Comparing the average LVLT standalone valuations and those including the synergies shows a value of $25 per share (i.e. $84-$59), assuming shareholders get 100% of the synergies. That assumption is clearly unrealistic. If 50% of the synergies were assigned to LVLT shareholders (who will get 49% of the combined entity), than a reasonable expectation in the longer run would be a value equivalent to $72 per share. As can be seen below, this is equivalent to a share price of $32 per share for CTL under the merger terms. BofA Merrill Lynch and Morgan Stanley in the S4 calculated a proforma value of CTL after the merger (with the synergies realised) of $34.75 which would put the value of the deal to LVLT shareholders around $76 per share, as below.

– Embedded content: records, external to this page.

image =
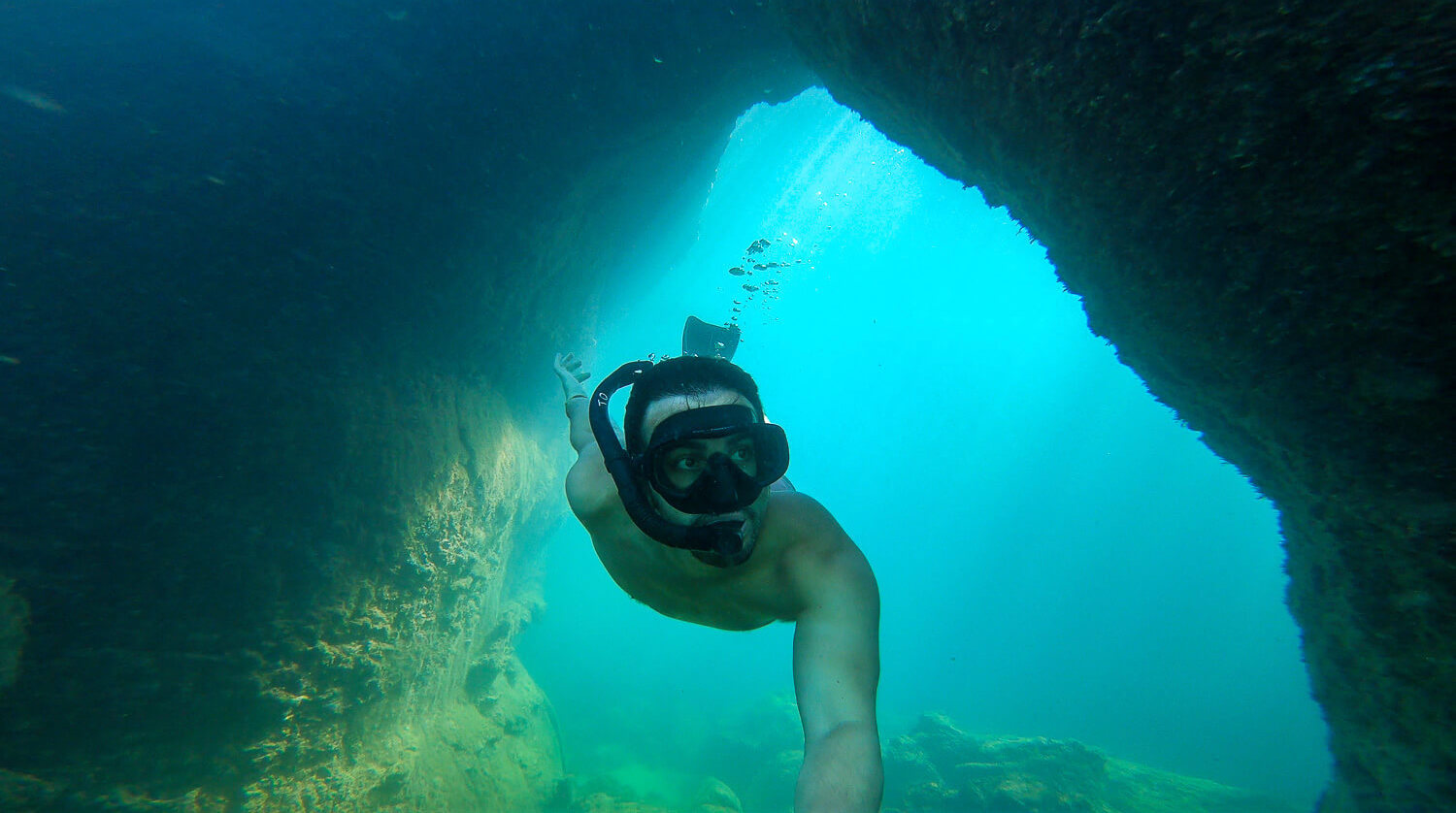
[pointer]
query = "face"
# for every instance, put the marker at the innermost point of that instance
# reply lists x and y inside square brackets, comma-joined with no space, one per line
[687,461]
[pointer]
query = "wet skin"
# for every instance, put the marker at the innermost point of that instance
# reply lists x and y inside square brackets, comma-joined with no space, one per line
[804,570]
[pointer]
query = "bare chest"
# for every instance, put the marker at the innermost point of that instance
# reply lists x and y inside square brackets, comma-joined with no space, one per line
[678,586]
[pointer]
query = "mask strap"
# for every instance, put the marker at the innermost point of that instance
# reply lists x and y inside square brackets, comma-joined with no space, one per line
[719,537]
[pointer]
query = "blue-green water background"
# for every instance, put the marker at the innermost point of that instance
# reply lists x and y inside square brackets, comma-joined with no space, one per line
[1056,554]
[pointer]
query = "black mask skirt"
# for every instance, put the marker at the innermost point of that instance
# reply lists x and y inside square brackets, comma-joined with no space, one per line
[713,460]
[705,461]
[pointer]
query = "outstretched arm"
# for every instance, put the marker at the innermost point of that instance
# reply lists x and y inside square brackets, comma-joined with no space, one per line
[836,672]
[571,374]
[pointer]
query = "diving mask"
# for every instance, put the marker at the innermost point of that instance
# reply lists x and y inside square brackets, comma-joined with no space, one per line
[739,455]
[713,460]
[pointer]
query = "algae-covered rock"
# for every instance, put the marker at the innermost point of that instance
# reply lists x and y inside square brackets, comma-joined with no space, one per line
[941,768]
[279,297]
[1252,201]
[15,615]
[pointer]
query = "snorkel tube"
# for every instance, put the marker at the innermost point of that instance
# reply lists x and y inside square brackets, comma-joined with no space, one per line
[721,538]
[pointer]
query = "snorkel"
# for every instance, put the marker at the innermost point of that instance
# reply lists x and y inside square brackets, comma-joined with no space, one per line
[718,542]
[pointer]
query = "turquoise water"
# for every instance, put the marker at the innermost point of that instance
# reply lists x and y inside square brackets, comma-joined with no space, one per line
[1057,556]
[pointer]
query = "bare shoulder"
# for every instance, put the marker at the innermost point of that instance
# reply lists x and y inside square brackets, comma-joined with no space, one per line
[820,563]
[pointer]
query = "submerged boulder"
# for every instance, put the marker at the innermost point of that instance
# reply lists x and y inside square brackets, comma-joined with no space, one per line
[940,768]
[1252,201]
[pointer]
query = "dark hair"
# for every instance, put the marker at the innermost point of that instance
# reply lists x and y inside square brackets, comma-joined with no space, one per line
[683,375]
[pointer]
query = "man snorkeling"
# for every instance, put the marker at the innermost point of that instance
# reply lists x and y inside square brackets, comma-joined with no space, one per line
[693,518]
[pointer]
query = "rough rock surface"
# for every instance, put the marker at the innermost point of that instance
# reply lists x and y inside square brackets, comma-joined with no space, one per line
[1252,198]
[270,278]
[938,766]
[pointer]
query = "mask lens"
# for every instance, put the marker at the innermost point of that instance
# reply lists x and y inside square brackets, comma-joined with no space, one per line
[678,466]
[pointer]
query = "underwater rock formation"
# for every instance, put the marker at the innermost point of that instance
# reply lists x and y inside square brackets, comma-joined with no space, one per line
[1252,201]
[279,293]
[938,766]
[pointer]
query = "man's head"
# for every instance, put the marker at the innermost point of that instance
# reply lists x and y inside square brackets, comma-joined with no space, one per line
[670,416]
[683,378]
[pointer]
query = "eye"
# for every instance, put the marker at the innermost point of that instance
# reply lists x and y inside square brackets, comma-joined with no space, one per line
[687,461]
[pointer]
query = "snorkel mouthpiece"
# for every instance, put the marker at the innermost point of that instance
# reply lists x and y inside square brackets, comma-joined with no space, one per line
[719,544]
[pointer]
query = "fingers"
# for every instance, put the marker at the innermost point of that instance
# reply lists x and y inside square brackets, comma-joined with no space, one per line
[571,366]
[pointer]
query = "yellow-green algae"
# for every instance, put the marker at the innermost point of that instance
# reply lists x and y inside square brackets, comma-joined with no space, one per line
[393,684]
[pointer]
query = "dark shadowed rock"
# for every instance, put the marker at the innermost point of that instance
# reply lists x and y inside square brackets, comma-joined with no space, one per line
[1252,201]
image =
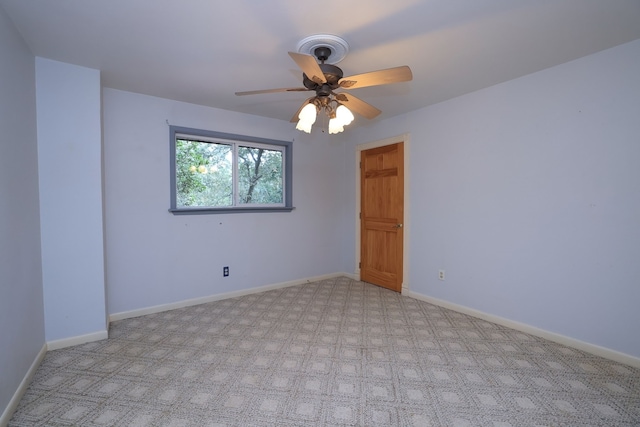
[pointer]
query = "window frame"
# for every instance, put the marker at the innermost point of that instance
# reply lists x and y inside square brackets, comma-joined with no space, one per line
[226,138]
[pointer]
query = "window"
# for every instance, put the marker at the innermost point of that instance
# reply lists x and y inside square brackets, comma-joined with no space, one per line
[214,172]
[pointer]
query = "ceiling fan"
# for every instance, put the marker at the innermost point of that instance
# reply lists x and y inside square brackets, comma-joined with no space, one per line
[324,78]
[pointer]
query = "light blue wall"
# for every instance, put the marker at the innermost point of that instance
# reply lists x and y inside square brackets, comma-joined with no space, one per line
[528,195]
[155,258]
[21,306]
[70,169]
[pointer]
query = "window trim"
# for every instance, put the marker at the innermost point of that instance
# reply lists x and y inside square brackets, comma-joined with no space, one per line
[230,137]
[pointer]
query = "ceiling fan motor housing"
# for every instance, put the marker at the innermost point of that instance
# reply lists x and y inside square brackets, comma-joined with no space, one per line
[331,73]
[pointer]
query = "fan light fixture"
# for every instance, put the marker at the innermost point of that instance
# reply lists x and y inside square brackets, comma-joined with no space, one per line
[339,115]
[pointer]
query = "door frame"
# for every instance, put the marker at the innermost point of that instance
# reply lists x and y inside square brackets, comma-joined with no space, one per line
[405,221]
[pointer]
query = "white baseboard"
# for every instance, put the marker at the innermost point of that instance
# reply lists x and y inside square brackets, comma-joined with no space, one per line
[551,336]
[217,297]
[80,339]
[22,388]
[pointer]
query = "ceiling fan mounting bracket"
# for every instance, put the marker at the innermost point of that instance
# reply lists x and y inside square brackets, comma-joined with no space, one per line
[337,47]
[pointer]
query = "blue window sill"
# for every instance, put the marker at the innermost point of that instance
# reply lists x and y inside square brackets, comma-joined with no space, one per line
[204,211]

With CTL’s stock still trading just over $24, there is obviously a lot that can happen before this proposed merger closes. And even more time before the deal synergies are realised. One thing is for sure through, the investment bankers are making out well as the exhibit on their fees below shows. $25 million alone for a few week’s work to provide the fairness opinions is outrageous.
The amount of such fees investment bankers get away with charging always boggles the mind and shows what a closed shop the business still is. Whatever happens to LVLT and CTL shareholders, these masters of the universe always make out like bandits.